What is the "black box" according to behavioral psychologists?
There are many people who, perhaps because of the influence that the works of Sigmund FreudThey believe that Psychology is in charge of unraveling the secrets of something that we usually call "mind". In fact, many of those who totally reject the psychoanalytic ideas born with Freud in practice continue to believe that the mind is an entity that, Despite remaining hidden inside the human skull, it is the cause of all our behaviors, the helmsman of our movements, thoughts and actions. emotions.
This idea, which may even seem obvious, is not shared by all psychologists. Those who belong to the behaviorist current, famous for researchers such as B. F. Skinner or john b. Watson, made famous the idea that the human mind is a black box, a metaphor that gives the idea of representing something mysterious, impossible to open to be explored. However, this is a myth, and in fact, since behaviorism has understood the black box, it is not that.
The black box metaphor does not mean that the mind cannot be studied.
just as you would study a dead animal. What it means is that the mind does not exist.- Related article: "Behaviorism: history, concepts and main authors"
What is the black box for behaviorists?
To understand what comes next, one thing must be clear: the psychological current of behaviorism, Appeared at the beginning of the 20th century and dominant in many countries of the world until the 1960s, it is defined by its concern in define human behavior as an operational process, something that with the appropriate instruments can be objectively measured.
That means that behaviorists, unlike other metaphysically based psychologists, began by looking at the observable: the behavior patterns of humans and nonhuman animals. Based on these events, they formulated hypotheses that they tried to use to predict behavior and, as far as possible, influence it.
Mainly, the figure of the black box is used to represent what is between an input (a stimulus that the person or animal receives) and the output (the behavior that the person or animal performs). animal). If we think, for example, of the act of rewarding a dog with a treat, and input is the treat and The output is the propensity to return to carry out the action that has previously served to win that prize.
So that, what is between the stimulus and the reaction is not known, it is only known that there is a mechanic that links input to output. However... does that mean the black box is unfathomable? The answer is no.
- You may be interested in: "The 10 Types of Behaviorism: History, Theories, and Differences"
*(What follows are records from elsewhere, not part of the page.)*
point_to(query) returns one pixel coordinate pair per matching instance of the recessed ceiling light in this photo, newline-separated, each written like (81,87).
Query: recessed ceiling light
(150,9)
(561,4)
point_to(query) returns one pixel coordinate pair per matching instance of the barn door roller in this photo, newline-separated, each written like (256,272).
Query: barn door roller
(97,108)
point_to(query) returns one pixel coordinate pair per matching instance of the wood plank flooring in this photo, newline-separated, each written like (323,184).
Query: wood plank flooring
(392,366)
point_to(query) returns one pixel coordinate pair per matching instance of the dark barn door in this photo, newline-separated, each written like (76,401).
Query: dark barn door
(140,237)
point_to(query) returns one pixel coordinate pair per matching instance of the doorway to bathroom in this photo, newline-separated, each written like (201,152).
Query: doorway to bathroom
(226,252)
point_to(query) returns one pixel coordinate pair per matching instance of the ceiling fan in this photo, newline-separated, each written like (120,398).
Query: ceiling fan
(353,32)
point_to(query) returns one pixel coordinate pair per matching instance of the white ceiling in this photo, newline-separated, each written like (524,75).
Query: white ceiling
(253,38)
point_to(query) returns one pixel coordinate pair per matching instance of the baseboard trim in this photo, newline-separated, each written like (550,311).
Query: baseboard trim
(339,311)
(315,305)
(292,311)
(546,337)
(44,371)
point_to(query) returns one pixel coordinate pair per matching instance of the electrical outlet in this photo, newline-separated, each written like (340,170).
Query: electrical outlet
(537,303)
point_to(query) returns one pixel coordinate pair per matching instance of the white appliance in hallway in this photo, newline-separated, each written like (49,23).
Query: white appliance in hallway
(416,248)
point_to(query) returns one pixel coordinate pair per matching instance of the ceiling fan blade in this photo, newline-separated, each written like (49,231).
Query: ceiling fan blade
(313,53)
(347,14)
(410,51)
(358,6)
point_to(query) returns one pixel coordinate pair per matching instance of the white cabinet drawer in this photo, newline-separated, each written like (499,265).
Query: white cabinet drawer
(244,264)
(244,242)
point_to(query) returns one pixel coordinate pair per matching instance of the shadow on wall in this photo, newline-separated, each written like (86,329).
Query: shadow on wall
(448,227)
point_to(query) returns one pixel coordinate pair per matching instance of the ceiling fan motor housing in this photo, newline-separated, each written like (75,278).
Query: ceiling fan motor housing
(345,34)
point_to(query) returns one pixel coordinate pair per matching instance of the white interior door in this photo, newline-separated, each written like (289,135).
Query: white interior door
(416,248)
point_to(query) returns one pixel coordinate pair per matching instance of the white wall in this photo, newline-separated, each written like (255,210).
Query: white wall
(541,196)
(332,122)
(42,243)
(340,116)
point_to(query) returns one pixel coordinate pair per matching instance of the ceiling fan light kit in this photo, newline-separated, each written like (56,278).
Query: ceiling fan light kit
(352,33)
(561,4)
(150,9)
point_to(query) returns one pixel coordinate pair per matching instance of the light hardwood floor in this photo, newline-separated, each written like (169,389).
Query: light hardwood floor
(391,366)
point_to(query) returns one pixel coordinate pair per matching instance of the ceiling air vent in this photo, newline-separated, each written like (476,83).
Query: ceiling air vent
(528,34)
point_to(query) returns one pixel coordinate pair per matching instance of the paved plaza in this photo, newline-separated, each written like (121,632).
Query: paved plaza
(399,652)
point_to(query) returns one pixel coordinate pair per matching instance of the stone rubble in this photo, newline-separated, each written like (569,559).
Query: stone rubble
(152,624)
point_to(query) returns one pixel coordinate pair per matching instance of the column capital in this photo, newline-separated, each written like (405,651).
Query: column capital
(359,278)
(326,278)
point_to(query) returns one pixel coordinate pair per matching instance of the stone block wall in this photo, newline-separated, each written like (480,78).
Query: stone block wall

The black box can be opened
The idea is that the black box is only black as long as a certain level of analysis is maintained between a type of stimuli and a type of response. If we choose to study the relationship between the fact of receiving a candy and the consequence of acting in a certain way as a result of what above, what has happened between these two phases is not known, but neither is it necessary to know it to generate knowledge in that moment. There is nothing to suggest that what has happened "in there" cannot be known later on.
After all, behaviorism is based on the philosophical currents that were born with positivism, and that means that no time is spent discussing the possibility of non-physical elements directing behavior. If something of what happens in our behavior cannot be investigated at a given moment, it is not because it is something "spiritual" and because definition impossible to observe or measure, but because either the means to do so are not available or there is no interest in studying it directly.
As mysterious as the black box is, it is still something material, and therefore participates in the chain of cause and effect of the world in which we live; there is nothing in it that appears out of nowhere, everything has its origin in measurable and observable events that occur around us or within ourselves.
That is why for behaviorism the mind as an entity isolated from the rest and generator of behavior, there is no. In any case, there are mental processes (which occur in the brain) whose existence is totally conditioned by other processes that are not mental and that are as normal and current as a vibrating eardrum or a few drops of water falling on the skin. And that is also why b. F. skinner, shortly before dying, accused the cognitive psychologists of being "creationists of psychology", implying that for them there is a source of behavior without a specific origin.
In short, those who believe that the black box is a metaphor used by behaviorists to admit grudgingly who need a rug under which to pile their incontestable doubts will take a disappointment.